Alcooliques Anonymes: Visite dans un district montréalais

Publié le par kreizker

in "Yulorama.com - Montréal Mode de Vie", 10 mai 2016

 

La seule condition pour être membre est de vouloir arrêter de boire.

 

Quand mon ami Marc* m’a demandé d’aller l’écouter faire un partage lors d’une de ses réunions hebdomadaires aux Alcooliques Anonymes, je n’étais pas certaine. D’abord, je ne suis pas une AA et je ne ressentais donc pas le besoin d’aller là. Ensuite, je connaissais déjà les grandes lignes de son histoire et finalement, je pensais que je ne serais pas ma place. En bout du compte, j’ai accepté son invitation et c’est dans un des divers districts montréalais que j’ai eu ma première rencontre chez les AA.

Une rencontre accueillante et chaleureuse

C’est une soirée où les visiteurs sont acceptés (ce n’est pas le cas à chaque rencontre) et dès mon arrivée, plusieurs, sans même me connaître, viennent à moi pour se présenter et me souhaiter la bienvenue. En fait, ces gens ne savent pas si je suis une nouvelle (une nouvelle membre en devenir) ou une visiteuse, mais ça ne change rien pour eux. L’accueil est le même pour tous: on veut vous faire sentir le bienvenue.

La rencontre, dans une petite salle d’un centre communautaire du nord de la ville, où environ une vingtaine de personnes sont présentes, commence avec un moment de silence suivie de la prière de sérénité. Pour ceux qui ne le savent pas, oui, on parle de Dieu et de prière chez les AA, mais le regroupement n’est pas religieux. Si vous croyez en Dieu, prenez-le tel que. Vous croyez en Jehovah? Yahweh? Allah? Votre grand-père décédé? Le monstre en spaghetti volant? La nature? La vie? Le terme « Dieu » doit être simplement pris comme étant une force plus élevée que soi. La prière de la sérénité engage le fait que justement, il y a quelque chose de plus fort (dans ce cas-ci, l’alcoolisme) et la personne atteinte doit l’accepter et apprendre à vivre avec.

Suite à cette prière, on nous parle de ce que sont les Alcooliques Anonymes. Moment sans aucun doute un peu redondant pour les habitués, mais pour les visiteurs et les nouveaux, ça peut être bien utile.

Alcooliques Anonymes: Visite dans un district montréalais

Puis, c’est l’accueil du nouveau ou du renouveau. Un nouveau, on sait ce que c’est. Mais la façon dont l’accueil se fait est vraiment d’une beauté inexplicable. Imaginez-vous un instant que vous êtes un alcoolique et que vous allez à une rencontre des AA mais avez la peur de votre vie de vous déclarer. Tout d’abord, on vous rassure:

« Si tu es ici ce soir et que tu es sous l’influence de l’alcool, que tu as peur, que tu as des idées suicidaires, c’est ok. On est là pour toi. On est tous passé par là. On te comprend. »

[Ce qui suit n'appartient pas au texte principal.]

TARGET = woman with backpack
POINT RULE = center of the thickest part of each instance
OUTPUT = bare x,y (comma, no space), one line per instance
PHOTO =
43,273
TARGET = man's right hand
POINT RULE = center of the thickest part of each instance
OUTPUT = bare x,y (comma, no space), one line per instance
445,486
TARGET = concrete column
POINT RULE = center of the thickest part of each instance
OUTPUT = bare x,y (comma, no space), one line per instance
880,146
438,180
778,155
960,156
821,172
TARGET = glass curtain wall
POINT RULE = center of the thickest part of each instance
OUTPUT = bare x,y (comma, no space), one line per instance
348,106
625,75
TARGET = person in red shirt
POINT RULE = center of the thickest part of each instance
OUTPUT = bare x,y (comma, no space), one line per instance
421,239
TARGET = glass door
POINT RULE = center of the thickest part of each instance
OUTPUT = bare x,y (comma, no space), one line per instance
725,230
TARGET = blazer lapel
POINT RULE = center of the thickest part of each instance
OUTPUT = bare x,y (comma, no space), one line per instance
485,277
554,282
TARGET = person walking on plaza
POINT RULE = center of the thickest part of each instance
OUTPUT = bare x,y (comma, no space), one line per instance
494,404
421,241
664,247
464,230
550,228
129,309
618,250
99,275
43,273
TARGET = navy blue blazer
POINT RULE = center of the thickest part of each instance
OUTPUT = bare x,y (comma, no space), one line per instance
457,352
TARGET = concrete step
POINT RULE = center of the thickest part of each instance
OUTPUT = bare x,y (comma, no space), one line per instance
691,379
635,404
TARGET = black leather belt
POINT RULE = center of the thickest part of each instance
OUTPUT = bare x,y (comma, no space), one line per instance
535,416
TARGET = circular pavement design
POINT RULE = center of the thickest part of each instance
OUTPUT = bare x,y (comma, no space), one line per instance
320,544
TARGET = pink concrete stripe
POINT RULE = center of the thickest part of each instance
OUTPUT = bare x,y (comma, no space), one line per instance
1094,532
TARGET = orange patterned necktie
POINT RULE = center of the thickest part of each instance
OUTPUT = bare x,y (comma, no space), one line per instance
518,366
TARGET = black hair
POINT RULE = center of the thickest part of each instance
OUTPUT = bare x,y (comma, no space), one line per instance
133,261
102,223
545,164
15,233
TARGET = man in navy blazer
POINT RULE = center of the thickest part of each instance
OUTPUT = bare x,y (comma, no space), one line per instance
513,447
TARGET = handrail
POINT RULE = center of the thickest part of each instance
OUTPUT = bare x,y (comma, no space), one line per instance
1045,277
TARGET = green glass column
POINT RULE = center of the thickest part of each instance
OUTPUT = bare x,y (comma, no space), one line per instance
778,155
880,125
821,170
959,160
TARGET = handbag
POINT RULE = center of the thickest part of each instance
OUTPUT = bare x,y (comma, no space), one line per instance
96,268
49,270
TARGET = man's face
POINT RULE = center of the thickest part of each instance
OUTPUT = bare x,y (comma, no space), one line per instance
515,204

L’homme qui parle est responsable de l’accueil. Il a une enveloppe avec lui et cette enveloppe est un kit de départ. Elle contient de l’argent et des ressources pour aider le nouveau. Le nouveau peut venir la chercher à ce moment-là, devant tout le monde (un peu comme un manière de se commettre au mouvement) ou encore attendre à la fin de la rencontre et aller chercher l’enveloppe sur la table.

Un homme se lève. Tout le monde applaudit. Il se nomme et dit qu’il est un renouveau. Mais qu’est-ce qu’un renouveau? C’est une personne qui a déjà été sobre et actif chez les Alcooliques Anonymes pendant un moment, mais qui a fait une rechute, est partie puis a décidé de revenir. Je n’ose imaginer comment un renouveau doit se sentir. Ça doit être un énorme exercice au niveau de l’orgueil. Pourtant, personne ne juge. Tout le monde salue son courage face au désir d’arrêter de boire encore une fois, car oui, la seule condition pour faire partie des AA c’est de vouloir arrêter de boire. Son court témoignage me fait monter les larmes aux yeux. Il est touchant, mais l’amour de l’accueil des autres membres est ce qui me touche le plus.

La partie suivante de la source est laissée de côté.